Traditional Culture Encyclopedia - Hotel accommodation - My notebook uses campus WIFI and downloads things with Thunder. It is reported that there is a P2P network ban. What is this and how to solve it?

My notebook uses campus WIFI and downloads things with Thunder. It is reported that there is a P2P network ban. What is this and how to solve it?

Well, personally, this should be related to the bandwidth and related settings of the school.

During the day, the school is in office, and there are more people surfing the Internet, which takes up a large amount of natural bandwidth. In particular, the school will definitely set the upper limit of which Ip address segments, and departments, office teaching, teachers, students and workers will definitely have the lowest upper limit. So the speed is slow.

P2P is a kind of peer-to-peer communication, which is different from the client-server model. The client can download a lot of things directly from the server, and generally only needs to submit a small amount of demand information to the server. For example, peer-to-peer communication, or electric donkey refers to the client that communicates with you, not the server. When you download files (especially large files), these peers are the same as yours, and you also download what you need from your computer. This process is determined by the software settings you installed, such as Thunder and Electric Donkey.

The principle of P-P is not detailed. From the above, we can know that when you use PtoP software, your actual traffic is the traffic you download plus the traffic you upload to others, which can be considered as twice or sometimes even more. Moreover, because PP communication has no limitation of server bandwidth, its own traffic exchange is large (which is one of the reasons why p-p communication downloads quickly and small servers can't reach it). ), the burden of campus network is greater.

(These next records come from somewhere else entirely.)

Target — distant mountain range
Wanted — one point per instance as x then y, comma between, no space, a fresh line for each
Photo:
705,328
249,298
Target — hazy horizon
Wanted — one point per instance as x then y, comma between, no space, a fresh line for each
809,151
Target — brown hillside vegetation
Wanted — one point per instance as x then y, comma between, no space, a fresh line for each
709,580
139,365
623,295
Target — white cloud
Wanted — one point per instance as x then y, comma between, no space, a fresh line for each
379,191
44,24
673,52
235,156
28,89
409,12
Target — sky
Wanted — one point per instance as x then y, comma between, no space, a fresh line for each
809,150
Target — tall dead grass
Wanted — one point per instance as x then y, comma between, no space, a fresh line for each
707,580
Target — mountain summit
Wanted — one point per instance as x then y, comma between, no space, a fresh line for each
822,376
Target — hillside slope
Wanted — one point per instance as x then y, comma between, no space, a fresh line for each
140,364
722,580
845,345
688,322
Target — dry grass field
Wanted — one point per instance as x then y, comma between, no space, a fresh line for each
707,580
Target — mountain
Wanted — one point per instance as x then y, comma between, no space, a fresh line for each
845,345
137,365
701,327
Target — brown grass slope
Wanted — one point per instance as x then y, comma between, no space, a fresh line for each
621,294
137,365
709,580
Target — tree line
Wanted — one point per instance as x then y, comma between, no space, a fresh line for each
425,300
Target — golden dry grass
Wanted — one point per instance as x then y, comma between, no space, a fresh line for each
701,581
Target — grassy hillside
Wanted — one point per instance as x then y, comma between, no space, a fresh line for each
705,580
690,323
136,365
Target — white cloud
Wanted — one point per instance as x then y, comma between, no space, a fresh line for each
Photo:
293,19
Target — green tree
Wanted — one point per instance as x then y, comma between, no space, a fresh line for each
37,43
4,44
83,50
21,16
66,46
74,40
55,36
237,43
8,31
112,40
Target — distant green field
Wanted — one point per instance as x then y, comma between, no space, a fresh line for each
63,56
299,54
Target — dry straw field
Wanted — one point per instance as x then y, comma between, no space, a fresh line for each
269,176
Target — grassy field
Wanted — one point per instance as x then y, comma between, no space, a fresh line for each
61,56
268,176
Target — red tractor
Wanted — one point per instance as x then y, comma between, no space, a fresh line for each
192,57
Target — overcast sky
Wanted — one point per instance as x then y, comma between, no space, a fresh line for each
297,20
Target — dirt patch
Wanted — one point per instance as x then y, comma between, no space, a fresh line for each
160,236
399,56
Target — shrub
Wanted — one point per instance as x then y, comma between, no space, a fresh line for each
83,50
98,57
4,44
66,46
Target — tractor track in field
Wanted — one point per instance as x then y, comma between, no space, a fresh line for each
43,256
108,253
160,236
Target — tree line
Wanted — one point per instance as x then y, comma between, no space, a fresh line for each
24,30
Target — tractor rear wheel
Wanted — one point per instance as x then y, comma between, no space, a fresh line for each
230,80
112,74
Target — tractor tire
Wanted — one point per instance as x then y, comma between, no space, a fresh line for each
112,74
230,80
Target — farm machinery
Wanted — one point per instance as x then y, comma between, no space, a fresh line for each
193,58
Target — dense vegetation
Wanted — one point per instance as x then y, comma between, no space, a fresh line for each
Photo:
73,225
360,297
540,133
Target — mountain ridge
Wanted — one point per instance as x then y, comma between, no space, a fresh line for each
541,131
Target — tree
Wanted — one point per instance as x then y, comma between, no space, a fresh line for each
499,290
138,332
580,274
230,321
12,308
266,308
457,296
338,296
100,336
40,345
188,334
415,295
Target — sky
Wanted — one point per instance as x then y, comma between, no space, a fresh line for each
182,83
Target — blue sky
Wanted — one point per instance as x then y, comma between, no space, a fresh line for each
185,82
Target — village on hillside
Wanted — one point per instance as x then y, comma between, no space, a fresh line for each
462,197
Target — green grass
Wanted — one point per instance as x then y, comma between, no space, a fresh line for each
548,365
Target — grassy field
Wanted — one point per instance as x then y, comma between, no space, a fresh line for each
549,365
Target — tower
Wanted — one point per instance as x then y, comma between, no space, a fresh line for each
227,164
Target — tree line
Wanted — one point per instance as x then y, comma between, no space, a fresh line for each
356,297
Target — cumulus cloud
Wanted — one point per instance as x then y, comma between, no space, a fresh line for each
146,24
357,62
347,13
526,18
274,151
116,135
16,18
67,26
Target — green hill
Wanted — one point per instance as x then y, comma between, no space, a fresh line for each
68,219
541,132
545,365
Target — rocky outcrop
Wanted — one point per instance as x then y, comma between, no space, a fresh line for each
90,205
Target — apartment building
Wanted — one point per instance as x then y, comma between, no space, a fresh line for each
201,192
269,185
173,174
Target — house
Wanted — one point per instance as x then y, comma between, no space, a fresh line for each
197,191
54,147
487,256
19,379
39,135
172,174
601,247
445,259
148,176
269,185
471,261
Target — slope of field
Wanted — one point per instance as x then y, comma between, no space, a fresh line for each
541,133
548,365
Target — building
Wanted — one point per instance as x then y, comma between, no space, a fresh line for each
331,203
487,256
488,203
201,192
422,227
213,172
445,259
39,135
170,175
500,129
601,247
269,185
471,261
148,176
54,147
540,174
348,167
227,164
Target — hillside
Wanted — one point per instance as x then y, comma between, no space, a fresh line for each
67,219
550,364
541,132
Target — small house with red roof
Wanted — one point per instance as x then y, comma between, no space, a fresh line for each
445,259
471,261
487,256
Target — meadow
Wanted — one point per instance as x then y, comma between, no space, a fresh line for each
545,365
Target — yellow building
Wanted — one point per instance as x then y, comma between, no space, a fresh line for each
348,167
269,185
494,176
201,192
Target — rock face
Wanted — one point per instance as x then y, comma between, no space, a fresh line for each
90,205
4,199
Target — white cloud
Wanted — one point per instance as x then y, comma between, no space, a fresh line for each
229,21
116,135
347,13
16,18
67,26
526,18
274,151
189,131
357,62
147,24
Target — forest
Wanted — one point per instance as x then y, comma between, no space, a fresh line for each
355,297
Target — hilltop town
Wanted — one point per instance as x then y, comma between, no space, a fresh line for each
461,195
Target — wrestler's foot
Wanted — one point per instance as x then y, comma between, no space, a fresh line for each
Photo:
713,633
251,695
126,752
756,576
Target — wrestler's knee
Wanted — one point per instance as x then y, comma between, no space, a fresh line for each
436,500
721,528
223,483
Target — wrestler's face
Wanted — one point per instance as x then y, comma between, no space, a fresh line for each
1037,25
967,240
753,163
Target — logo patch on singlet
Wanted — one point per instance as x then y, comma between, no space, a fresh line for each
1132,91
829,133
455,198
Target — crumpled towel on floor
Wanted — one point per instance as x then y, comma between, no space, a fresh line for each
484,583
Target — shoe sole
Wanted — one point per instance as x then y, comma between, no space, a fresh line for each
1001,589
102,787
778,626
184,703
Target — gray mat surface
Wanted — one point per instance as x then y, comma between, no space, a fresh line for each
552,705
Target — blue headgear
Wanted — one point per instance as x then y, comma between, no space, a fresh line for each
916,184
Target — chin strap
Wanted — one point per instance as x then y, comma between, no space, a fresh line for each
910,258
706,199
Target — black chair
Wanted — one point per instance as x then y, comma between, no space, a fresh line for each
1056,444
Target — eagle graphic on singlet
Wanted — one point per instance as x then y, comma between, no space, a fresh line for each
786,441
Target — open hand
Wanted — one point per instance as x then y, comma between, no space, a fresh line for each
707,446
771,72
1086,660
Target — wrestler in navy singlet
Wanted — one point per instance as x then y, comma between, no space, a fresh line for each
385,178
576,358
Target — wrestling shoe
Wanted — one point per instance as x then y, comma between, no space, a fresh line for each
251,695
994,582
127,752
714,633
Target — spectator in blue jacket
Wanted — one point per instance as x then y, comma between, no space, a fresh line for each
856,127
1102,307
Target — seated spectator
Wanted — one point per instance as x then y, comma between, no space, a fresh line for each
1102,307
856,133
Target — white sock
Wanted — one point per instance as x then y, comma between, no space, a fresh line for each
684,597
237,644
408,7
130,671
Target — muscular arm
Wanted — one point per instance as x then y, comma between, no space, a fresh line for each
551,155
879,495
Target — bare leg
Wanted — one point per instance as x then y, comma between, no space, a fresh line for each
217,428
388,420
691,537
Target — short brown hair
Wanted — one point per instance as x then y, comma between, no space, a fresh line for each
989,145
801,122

So schools must be banned. However, because people who surf the Internet now don't know what PtoP is, schools can't pursue it, and they can't really ban it. They can only limit the speed. So the speed is busy during the day.

There are fewer people surfing the internet at night, so the speed is improved.

Of course, it is also possible that the school lifted the restriction of PtoP at night. After all, teachers and staff also need to use it, and the network is empty without it. Anyway, this is well controlled by the system.

Well, that's it. Personally, I think this is the case. Nothing special.